Dalej jednak polowanie szło mu całkiem nieźle. Złapał dwie myszy, lecz nadal uważał, że jest w polowaniu beznadziejny, a to że złapał tamte myszy to po prostu fart, bo "były jakieś wolne i chyba głuche". Właśnie skradał się powoli w stronę swojej następnej przyszłej ofiary - królika. Sunął przy ziemi, tym razem patrząc pod łapy, czy na pewno nie nadepnie na jakiś patyk, lub nie potknie się o jakiś głupi kamyk. W pewnym momencie skoczył na ofiarę. Po chwili królik wisiał martwy w jego pysku.
- Świetnie! - usłyszał głos za sobą, lekko odskoczył, trochę przestraszony, jednak po chwili ogarnął się i podszedł do mentorki. Rzeczywiście, był całkiem zadowolony, że złapał tego królika. Co nie zmienia faktu, że dalej uważał, że ten królik też musiał być jakiś głuchy czy tam ślepy. Uśmiechnął się do mentorki, po czym razem poszli po dwie złowione wcześniej myszy.

-*-

Ziołowa Łapa wraz z Cienistą Łodygą dotarli do obozu popołudniu. Ziołowa Łapa odłożył zdobycze na stos i zaczął szukać Migoczącego Nieba. Humor trochę mu się poprawił i miał ochotę porozmawiać z siostrą. Po dokładnym przeszukaniu obozu, stwierdził jednak, że kotka musi być poza nim. Zrezygnowany skierował się do legowiska uczniów. Siedzieli w nim Czapla Łapa, Błękitna Łapa i Tulipanowa Łapa. Czapla Łapa i Błękitna Łapa rozmawiali ze sobą, jednak Tulipan siedziała sama, więc Ziółko się do niej dosiadł i zaczął rozmowę. Nawet dobrze mu się rozmawiało z kotką, jednak po pewnym czasie kotka poszła na polowanie ze swoim mentorem. Ziołowa Łapa zaczął się nudzić, więc postanowił odwiedzić Ciernistą Łodygę i przynieść jej coś do jedzenia. Wstał, wyszedł z legowiska i podszedł do stosu zwierzyny. Wybrał z niego królika i skierował się z nim do żłobka. Wszedł do środka, przywitał się z Pręgowanym Piórkiem i podszedł do Ciernistej Łodygi.

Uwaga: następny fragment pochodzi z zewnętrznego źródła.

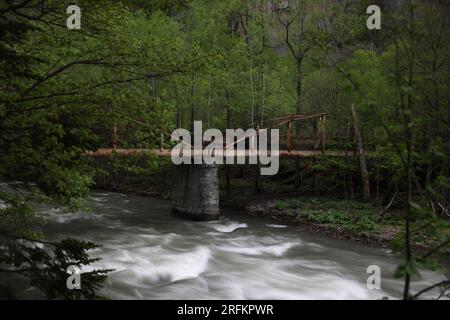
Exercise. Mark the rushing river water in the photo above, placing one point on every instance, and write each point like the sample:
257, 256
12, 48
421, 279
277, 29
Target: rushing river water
157, 255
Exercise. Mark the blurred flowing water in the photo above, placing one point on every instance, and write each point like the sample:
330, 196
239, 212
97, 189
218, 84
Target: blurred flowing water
157, 255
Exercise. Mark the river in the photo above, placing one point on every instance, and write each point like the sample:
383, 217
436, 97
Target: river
157, 255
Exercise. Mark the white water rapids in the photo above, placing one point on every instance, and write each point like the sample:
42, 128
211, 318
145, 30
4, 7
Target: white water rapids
157, 255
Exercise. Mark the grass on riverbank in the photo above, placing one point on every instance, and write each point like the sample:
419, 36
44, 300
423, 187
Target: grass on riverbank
354, 217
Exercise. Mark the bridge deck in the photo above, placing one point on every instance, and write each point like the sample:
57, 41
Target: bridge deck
105, 152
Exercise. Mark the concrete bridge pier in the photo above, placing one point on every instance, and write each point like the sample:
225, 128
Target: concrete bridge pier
196, 192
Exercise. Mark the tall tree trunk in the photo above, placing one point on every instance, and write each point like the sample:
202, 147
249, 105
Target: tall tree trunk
362, 157
298, 110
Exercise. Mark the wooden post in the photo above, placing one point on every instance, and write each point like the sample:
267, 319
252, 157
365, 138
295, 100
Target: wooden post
362, 157
289, 136
114, 136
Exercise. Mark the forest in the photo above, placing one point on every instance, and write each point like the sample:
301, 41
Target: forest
134, 71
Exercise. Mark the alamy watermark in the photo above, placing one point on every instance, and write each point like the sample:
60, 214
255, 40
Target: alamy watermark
233, 150
74, 280
374, 20
74, 20
374, 280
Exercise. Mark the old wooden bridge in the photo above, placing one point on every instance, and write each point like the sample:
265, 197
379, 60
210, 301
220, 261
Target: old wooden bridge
196, 191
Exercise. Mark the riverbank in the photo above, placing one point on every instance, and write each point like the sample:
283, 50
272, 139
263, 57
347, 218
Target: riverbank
342, 219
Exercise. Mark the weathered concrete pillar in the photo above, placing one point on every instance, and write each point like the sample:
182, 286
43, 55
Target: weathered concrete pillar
196, 192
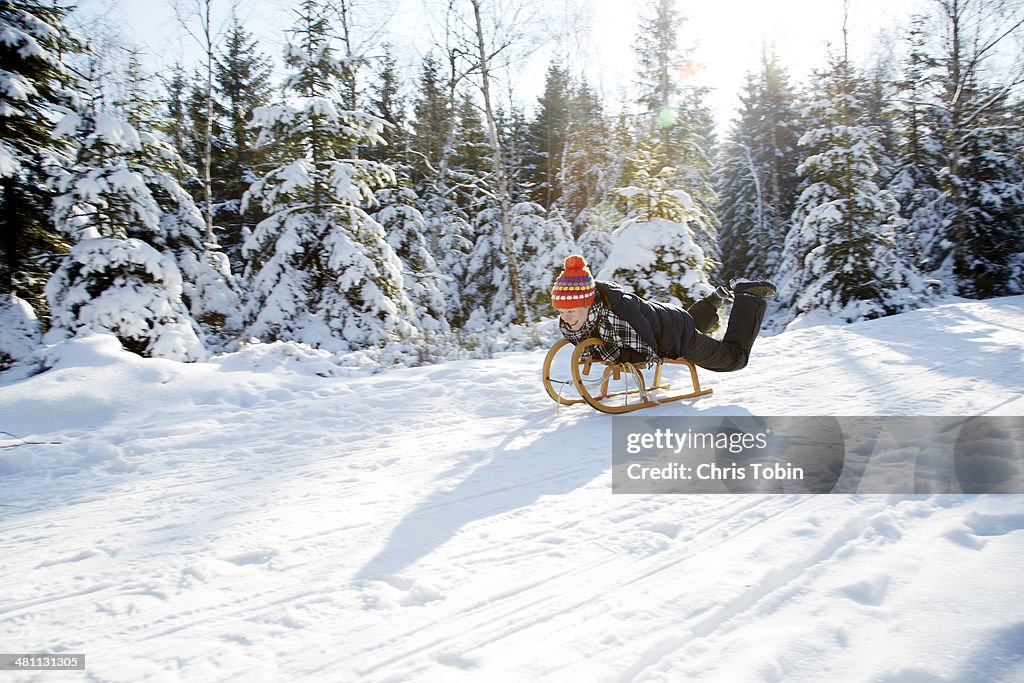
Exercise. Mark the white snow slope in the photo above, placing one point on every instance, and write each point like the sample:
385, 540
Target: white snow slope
245, 521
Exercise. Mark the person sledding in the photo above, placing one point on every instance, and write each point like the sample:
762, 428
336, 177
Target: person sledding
636, 331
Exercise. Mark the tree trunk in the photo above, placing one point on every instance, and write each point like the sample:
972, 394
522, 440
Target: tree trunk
501, 174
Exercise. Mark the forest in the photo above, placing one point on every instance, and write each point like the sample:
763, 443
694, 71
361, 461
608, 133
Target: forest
352, 207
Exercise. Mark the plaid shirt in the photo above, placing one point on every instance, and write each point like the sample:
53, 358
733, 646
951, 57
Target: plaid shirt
613, 331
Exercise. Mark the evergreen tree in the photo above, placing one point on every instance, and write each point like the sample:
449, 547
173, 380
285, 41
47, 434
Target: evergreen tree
406, 229
841, 255
548, 133
919, 158
388, 103
33, 86
978, 247
242, 82
681, 134
320, 268
592, 164
757, 180
432, 122
655, 251
470, 160
658, 59
992, 194
542, 241
121, 186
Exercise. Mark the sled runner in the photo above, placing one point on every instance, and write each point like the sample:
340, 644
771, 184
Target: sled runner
610, 392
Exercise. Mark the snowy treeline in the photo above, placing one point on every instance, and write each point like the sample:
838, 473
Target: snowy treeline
352, 207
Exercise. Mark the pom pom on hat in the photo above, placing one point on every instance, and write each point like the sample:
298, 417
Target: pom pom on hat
574, 287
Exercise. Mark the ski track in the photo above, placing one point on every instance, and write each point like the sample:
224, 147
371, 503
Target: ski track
281, 529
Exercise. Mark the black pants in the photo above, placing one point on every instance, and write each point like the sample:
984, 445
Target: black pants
733, 351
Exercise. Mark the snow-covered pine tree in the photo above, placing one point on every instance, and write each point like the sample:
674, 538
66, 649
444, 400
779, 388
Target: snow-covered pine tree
655, 252
542, 240
242, 82
139, 245
19, 330
681, 127
432, 124
406, 229
991, 188
915, 182
33, 81
455, 251
979, 240
126, 288
387, 101
548, 134
209, 289
593, 163
318, 267
757, 179
841, 255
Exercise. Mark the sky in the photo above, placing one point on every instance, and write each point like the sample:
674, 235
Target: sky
726, 37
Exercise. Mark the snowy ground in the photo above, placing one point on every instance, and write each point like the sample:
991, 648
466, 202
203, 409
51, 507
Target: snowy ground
240, 520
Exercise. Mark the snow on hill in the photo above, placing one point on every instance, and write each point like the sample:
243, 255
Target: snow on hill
249, 519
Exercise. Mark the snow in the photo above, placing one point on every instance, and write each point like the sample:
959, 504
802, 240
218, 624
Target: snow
255, 517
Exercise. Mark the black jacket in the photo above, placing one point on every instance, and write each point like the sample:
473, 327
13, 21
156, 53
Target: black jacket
667, 329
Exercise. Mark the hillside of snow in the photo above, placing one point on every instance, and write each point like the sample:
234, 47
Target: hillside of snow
248, 518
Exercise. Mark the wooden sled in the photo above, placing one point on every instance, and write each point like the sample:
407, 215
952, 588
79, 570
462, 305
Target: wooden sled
610, 392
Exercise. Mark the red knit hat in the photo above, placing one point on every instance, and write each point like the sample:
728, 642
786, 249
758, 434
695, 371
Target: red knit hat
574, 288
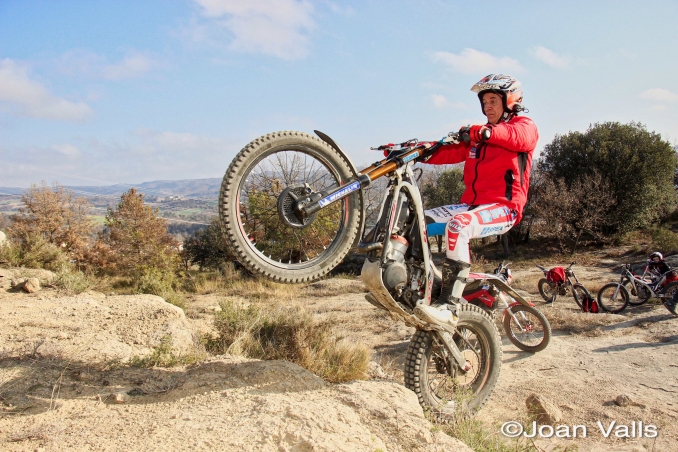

- Proszę, to dla ciebie - powiedział z uśmiechem kładąc przed nią królika.
- Dziękuję - mruknęła kotka i zabrała się za jedzenie.
- Ciernista Łodygo, bo mam takie jedno pytanie...
- Hm?
- Kto jest tak właściwie ojcem kociąt? - spytał z lekkim uśmiechem.
- Brzoskwiniowa Gałązka oczywiście - odparła. Ziołowa Łapa poczuł się zbity z tropu.
- Um... - kocur wyglądał na trochę zmieszanego. - Bo ja myślałem, że Brzoskwiniowa Gałązka jest kotką... - mruknął lekko zdezorientowany.
- Uh... to... to skomplikowane - ok, w takim razie kocur nie miał zamiaru dopytywać. Nagle jego uwagę przykuło coś na drugim końcu żłobka.
- Przepraszam na chwilkę... - mruknął, po czym ruszył w tamtym kierunku. Spod jednego z posłań coś wystawało... był to liść. Ten sam liść, który znalazł kiedyś przy grobie swojej matki. Był pewien, że gdy jeszcze jako kociak go zgubił, to po prostu ktoś go wyrzucił i po prostu przepadł, a tu proszę! Zadowolony ze swojego odkrycia wziął liść w zęby i wrócił z nim do mentorki.